Tuesday, June 22, 2010

Good morning darling. I wanted to put my arms around you and tell you how pleasant it's been to lie in bed just now, slowly waking up, taking my time. Soft gray morning, peaceful. I lie in bed stretched out, light quilt tucked up to my neck, the perfect weight. Birds outside the windows sing, incidental asides befitting a becalmed morning. The fan whirs overhead, pale curtains against drawn shades pleasantly stir. It's soothing to gaze at the graceful swaying folds. Delicious still hour and I can linger. My body aches but I put that thought aside. I savor instead the sensation of the length of my body, curves smooth down the line, skin soft, limbs extended. My thoughts tangle, spar, compete for attention, demanding their second's due. I put them aside. I rest. My breaths are calm and even. The curtains lightly move and I think of you, asleep so far away.

***
Dominique Browning writes of listening to the peal of sonorous church bells while she was in Santa Fe the other day. I remember how much I used to enjoy the carillon bells at college, joyous midday concerts that rang out over campus as I returned to the dorm for lunch, or headed out for a class.
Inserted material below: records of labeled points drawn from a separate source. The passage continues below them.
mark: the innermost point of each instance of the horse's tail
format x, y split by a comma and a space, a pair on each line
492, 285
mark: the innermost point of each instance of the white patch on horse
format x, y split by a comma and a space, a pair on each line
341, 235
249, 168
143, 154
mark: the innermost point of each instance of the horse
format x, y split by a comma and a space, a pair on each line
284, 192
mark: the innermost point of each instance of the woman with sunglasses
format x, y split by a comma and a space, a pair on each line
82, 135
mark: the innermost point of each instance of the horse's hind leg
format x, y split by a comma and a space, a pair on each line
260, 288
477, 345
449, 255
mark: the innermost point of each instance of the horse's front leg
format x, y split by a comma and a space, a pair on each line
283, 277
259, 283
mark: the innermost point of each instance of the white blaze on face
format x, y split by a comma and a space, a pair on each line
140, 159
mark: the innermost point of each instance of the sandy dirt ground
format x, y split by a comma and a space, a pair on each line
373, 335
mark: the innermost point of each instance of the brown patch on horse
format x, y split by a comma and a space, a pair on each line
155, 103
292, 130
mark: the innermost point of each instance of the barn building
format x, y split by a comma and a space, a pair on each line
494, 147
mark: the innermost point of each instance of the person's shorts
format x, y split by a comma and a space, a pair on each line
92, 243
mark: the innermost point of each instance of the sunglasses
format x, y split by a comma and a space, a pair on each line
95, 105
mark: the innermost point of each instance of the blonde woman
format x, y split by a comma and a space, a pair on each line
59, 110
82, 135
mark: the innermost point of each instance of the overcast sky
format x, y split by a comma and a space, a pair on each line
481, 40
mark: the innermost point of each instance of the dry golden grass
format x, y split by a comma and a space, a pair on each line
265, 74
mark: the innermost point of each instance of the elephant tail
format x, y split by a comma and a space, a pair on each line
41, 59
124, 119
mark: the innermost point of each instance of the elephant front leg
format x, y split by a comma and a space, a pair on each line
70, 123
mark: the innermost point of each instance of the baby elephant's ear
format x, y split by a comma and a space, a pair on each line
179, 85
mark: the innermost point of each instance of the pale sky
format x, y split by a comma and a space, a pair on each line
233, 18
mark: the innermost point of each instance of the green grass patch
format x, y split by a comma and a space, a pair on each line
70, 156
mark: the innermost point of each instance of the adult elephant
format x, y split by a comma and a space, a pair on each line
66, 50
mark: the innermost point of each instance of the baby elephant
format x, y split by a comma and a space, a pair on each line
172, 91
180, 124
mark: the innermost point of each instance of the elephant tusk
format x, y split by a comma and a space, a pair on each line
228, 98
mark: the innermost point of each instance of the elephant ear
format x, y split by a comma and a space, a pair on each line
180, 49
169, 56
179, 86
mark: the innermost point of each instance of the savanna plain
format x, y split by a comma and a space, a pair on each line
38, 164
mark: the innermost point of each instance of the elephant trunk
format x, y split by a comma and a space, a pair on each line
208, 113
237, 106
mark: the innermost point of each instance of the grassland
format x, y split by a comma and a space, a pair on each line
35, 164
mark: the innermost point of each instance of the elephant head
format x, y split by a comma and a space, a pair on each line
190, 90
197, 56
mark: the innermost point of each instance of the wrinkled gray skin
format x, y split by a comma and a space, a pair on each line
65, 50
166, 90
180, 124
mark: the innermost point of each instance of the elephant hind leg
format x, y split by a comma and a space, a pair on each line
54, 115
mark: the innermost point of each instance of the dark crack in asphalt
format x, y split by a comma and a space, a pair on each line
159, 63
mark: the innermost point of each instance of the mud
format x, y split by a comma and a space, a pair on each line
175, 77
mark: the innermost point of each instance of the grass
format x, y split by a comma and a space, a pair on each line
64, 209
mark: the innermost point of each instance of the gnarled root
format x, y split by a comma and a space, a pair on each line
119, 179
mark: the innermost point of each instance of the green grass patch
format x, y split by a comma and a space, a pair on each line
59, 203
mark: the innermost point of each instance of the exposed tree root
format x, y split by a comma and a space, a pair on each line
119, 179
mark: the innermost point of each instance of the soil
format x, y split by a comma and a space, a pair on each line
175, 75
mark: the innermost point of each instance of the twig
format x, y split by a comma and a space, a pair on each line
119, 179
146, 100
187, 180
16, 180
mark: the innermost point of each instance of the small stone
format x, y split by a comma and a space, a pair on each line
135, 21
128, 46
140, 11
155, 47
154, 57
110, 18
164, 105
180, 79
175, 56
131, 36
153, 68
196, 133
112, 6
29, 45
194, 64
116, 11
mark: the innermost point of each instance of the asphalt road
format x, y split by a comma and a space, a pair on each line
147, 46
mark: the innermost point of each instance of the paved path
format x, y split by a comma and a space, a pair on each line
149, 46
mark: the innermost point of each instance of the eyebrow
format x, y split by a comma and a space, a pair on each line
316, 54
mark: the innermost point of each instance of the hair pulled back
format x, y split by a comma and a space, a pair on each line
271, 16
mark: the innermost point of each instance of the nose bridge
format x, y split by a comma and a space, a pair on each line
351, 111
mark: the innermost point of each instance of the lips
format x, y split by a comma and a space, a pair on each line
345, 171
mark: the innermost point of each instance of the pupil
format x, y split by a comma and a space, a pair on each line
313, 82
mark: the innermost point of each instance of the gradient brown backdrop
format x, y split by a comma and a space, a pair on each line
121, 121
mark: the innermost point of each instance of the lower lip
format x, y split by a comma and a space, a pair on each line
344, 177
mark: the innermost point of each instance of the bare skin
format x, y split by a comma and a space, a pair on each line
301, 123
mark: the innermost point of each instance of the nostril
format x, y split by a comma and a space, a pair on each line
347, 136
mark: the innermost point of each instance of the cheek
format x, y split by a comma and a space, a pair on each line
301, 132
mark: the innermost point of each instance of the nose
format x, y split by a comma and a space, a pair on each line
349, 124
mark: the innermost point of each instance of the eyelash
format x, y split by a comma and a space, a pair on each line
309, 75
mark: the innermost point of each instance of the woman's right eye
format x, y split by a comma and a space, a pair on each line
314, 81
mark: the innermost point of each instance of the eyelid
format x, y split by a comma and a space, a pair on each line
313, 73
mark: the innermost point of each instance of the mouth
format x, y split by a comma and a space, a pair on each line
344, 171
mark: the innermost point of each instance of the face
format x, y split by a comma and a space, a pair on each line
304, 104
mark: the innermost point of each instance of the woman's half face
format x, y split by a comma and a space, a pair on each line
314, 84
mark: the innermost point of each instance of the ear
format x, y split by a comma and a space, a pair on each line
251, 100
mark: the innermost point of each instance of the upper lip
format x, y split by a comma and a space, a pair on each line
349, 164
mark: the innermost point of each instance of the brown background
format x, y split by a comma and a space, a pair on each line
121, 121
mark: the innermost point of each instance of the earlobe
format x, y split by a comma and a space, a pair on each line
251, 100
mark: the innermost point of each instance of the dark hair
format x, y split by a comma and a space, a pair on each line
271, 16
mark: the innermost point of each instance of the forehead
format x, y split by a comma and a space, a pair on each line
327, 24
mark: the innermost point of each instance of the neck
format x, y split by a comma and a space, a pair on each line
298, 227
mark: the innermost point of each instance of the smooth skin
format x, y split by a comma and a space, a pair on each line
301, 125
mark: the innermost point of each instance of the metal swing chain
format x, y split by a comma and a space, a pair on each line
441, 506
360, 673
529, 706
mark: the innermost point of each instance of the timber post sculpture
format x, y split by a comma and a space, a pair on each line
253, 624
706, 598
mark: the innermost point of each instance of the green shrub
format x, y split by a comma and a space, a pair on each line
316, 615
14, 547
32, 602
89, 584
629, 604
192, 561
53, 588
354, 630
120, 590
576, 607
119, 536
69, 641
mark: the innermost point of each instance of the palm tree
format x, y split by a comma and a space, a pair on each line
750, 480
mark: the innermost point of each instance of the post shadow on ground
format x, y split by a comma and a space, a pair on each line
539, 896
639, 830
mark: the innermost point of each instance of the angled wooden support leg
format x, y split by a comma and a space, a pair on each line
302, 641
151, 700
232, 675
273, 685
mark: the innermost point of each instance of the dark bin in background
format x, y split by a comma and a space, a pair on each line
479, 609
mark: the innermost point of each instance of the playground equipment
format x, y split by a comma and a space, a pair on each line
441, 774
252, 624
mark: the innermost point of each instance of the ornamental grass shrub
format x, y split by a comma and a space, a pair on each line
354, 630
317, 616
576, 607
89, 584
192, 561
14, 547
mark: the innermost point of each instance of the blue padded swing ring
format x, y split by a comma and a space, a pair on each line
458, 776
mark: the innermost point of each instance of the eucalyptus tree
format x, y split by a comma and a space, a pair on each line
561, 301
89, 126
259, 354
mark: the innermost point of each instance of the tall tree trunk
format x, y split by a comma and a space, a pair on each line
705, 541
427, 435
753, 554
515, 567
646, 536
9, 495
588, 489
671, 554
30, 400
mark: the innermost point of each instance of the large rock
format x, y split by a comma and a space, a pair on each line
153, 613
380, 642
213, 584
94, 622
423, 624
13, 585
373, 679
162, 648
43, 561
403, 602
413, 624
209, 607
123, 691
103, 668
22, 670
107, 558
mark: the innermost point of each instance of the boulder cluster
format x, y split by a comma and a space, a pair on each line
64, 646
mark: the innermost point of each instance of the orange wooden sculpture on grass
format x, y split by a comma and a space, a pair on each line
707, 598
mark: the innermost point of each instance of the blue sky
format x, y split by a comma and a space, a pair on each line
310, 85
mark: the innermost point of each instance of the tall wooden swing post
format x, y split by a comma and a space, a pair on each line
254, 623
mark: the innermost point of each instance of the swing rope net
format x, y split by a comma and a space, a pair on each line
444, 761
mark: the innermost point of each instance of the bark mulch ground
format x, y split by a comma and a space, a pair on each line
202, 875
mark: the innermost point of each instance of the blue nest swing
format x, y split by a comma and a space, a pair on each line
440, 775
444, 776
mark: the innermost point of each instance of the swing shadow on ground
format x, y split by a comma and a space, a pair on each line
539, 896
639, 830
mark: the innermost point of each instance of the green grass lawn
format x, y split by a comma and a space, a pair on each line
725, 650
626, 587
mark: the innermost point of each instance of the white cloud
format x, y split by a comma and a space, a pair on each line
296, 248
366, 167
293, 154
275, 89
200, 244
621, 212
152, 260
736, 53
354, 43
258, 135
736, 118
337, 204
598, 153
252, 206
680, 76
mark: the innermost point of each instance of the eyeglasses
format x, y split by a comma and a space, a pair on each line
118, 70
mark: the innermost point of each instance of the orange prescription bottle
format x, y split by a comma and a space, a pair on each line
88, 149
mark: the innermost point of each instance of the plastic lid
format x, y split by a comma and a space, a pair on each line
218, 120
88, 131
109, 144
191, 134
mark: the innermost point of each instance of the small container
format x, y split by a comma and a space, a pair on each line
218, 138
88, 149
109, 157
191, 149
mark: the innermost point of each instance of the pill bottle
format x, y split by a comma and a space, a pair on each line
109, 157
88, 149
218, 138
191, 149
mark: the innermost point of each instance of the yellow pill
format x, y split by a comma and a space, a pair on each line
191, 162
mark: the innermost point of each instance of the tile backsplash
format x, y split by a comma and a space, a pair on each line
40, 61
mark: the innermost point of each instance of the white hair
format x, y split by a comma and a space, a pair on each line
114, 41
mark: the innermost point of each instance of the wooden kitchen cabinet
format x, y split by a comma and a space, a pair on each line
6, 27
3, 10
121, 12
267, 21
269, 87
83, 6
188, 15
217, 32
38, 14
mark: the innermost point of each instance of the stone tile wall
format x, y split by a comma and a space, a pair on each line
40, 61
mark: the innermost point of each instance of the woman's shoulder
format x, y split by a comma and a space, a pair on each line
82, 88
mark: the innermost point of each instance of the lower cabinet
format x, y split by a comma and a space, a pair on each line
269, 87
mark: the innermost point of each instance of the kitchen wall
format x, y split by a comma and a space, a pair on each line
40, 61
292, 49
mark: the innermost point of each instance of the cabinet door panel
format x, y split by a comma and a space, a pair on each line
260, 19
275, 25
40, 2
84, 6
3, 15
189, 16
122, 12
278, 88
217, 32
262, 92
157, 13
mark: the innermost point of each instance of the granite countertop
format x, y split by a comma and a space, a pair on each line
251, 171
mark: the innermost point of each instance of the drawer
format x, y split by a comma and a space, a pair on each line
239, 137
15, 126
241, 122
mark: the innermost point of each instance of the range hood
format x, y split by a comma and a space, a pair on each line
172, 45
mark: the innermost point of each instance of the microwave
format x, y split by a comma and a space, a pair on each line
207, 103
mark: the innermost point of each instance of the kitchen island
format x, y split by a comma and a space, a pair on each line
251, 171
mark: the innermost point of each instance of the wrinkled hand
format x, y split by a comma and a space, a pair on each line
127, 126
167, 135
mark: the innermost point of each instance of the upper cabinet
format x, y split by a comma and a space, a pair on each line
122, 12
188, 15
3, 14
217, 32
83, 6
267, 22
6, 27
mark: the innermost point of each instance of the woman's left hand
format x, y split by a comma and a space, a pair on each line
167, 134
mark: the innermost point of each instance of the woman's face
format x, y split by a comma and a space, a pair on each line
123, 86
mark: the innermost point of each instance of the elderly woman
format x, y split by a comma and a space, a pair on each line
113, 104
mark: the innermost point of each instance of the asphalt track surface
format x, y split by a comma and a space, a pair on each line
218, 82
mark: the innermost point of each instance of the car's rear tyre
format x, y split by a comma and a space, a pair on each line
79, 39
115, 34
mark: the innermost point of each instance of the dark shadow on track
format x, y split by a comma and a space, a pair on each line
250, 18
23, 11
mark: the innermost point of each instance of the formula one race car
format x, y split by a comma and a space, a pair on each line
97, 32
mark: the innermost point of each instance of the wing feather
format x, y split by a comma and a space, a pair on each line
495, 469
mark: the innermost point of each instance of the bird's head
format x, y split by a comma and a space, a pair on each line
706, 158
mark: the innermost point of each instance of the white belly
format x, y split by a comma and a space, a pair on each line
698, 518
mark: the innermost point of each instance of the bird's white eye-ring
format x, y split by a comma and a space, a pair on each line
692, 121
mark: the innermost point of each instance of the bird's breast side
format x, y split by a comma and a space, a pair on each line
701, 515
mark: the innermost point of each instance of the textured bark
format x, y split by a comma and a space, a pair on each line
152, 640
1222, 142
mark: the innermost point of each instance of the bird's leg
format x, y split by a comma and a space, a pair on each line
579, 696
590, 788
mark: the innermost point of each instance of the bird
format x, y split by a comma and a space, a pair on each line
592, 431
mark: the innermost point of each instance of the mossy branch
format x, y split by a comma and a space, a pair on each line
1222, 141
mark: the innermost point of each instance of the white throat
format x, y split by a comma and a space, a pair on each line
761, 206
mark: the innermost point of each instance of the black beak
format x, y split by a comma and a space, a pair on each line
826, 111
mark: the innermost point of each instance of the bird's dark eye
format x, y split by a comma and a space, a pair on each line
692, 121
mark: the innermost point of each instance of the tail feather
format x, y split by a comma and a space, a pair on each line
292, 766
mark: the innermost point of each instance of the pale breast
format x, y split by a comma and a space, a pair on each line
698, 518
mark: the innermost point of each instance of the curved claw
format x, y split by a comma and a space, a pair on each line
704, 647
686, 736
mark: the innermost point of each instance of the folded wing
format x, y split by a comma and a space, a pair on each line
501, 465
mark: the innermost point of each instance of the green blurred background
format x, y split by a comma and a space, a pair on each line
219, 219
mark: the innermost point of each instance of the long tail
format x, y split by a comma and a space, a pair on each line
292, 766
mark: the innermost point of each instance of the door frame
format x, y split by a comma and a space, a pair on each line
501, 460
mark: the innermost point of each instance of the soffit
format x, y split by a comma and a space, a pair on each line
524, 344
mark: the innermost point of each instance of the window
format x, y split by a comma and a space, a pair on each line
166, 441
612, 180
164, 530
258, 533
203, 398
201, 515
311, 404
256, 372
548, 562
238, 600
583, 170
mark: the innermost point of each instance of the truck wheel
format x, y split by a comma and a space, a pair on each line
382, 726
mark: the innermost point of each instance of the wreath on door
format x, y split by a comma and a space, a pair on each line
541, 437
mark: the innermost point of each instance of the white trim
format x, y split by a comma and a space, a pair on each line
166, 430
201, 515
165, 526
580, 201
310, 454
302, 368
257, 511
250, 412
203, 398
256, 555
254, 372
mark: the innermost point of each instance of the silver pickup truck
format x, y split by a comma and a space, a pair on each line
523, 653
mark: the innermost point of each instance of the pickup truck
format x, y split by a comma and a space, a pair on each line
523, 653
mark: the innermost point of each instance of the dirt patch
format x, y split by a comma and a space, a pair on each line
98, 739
She spent a year there too, I read. I'm sure she recalls those bells, and the presiding Gothic tower. I climbed to the top of it once, with my friend Nicole I think. We squeezed our way up the narrow winding stairs to the space at the summit, and looked out over the bright sonorous world, paisley autumn colors ablaze all around.

***
I once read that the writer Margaret Drabble (I believe it was her) is impatient with the notion of family members severing relations with one another when, after all, we will all die one day, in due course cut off for good. It's hubris to thus metaphorically kill off relatives - redundant and untimely "double deaths," I believe she deemed such estrangements. On a brisk, no-nonsense, resolutely unempathetic level she is correct, of course. I don't disagree with her. And yet - that's how it happens. Self-preservation. There isn't always love, or even like, among family members. There are people I once loved, or wanted to, and no longer. I have crossed to the other side on that, and am better off for it than with longing for love when it was simply not to be had. It was not there to be had. In no mood to go back.

And then there's someone whom I haven't seen in decades, whom I love dearly, who is closest of all to my heart. Ironic. I can't explain it.*

I think of E.D. and her intimate family relationships. Over time there were disagreements, misunderstandings, feuds even, yes, but it also seems that throughout their lives they mattered to one another. They remained close as though they understood that one day they would never see one another again. Or did they think they would? Perhaps because they believed they wouldn't they cherished so deeply in this life. For eternity, E.D. desired union with her Master.

***
I lie alone in bed, thinking of ghosts, and loving you.

***
*Postscript. I couldn't explain it not for lack of words, but because I didn't understand. But I received an eloquent page hit this morning, which speaks to me - offers an answer. It's from Birkenhead, Cheshire, United Kingdom, landing on my archived blog via the search engine phrase - morgan freeman i am the keeper of my soul.

I am the keeper of my soul. Yes - that is it.